Datomic Performance with Clause Ordering

Published: August 13, 2014

When optimizing datomic queries, it’s best to put the most restrictive clauses first. Doing so, the datomic query engine can perform better.

For example, say we have 100 cities all with a daily temperature reading for every day of the last year. A total of 36,500 temperature entries. If we want to find the temperature for Denver on July 31, which query would be faster?

Version 1:

[:find ?temp
 :in ?city ?date
 :where
 [?temp :temperature/city ?city]
 [?temp :temperature/date ?date]]

Version 2:

[:find ?temp
 :in ?city ?date
 :where
 [?temp :temperature/date ?date]
 [?temp :temperature/city ?city]]

Version 1 will filter 36,500 temperatures → 365 temperatures → 1 temperature.

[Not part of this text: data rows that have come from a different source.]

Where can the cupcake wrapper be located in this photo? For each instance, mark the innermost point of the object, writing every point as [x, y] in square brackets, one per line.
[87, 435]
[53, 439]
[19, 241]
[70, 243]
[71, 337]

Version 2 will filter 36,500 temperatures → 100 temperatures → 1 temperature.

So, I’m suggesting that Version 2 of the query should perform better per the suggestions of the Datomic docs.

Let’s Get Scientific

Instead of just speculating, how about I run some timings and find out for sure.

(defn version-1 [& {city :for date :on}]
  (datomic.api/q '[:find ?temp
                   :in $ ?city ?date
                   :where
                   [?temp :temperature/city ?city]
                   [?temp :temperature/date ?date]]
                   (db) city date))

(defn version-2 [& {city :for date :on}]
  (datomic.api/q '[:find ?temp
                   :in $ ?city date
                   :where
                   [?temp :temperature/date ?date]
                   [?temp :temperature/city ?city]]
                   (db) city date))

(defn sample-1 [n-times]
  (dotimes [n n-times]
    (time (version-1 :for "Denver" :on (clj-time.coerce/to-date
                                         (clj-time.core/date-time 2014 7 31))))))

(defn sample-2 [n-times]
  (dotimes [n n-times]
    (time (version-2 :for "Denver" :on (clj-time.coerce/to-date
                                         (clj-time.core/date-time 2014 7 31))))))

(sample-1 100)
;;=> "Elapsed time: 10.949 msecs"
;;=> "Elapsed time: 9.007 msecs"
;;=> "Elapsed time: 9.8 msecs"
...

(sample-2 100)
;;=> "Elapsed time: 6.772 msecs"
;;=> "Elapsed time: 7.103 msecs"
;;=> "Elapsed time: 8.745 msecs"
...

It turns out, for a year’s worth of data for 100 cities, the average time for Version 1 was 8.91 msecs. Version 2 average was 7.47 msecs. A measly 1.5 msecs, or 16% difference.

As the Dataset Grows

Let’s think about how these two queries perform as the data grows. After the second year of our application gathering daily temperature data, we would have 73,000 total temperature entries.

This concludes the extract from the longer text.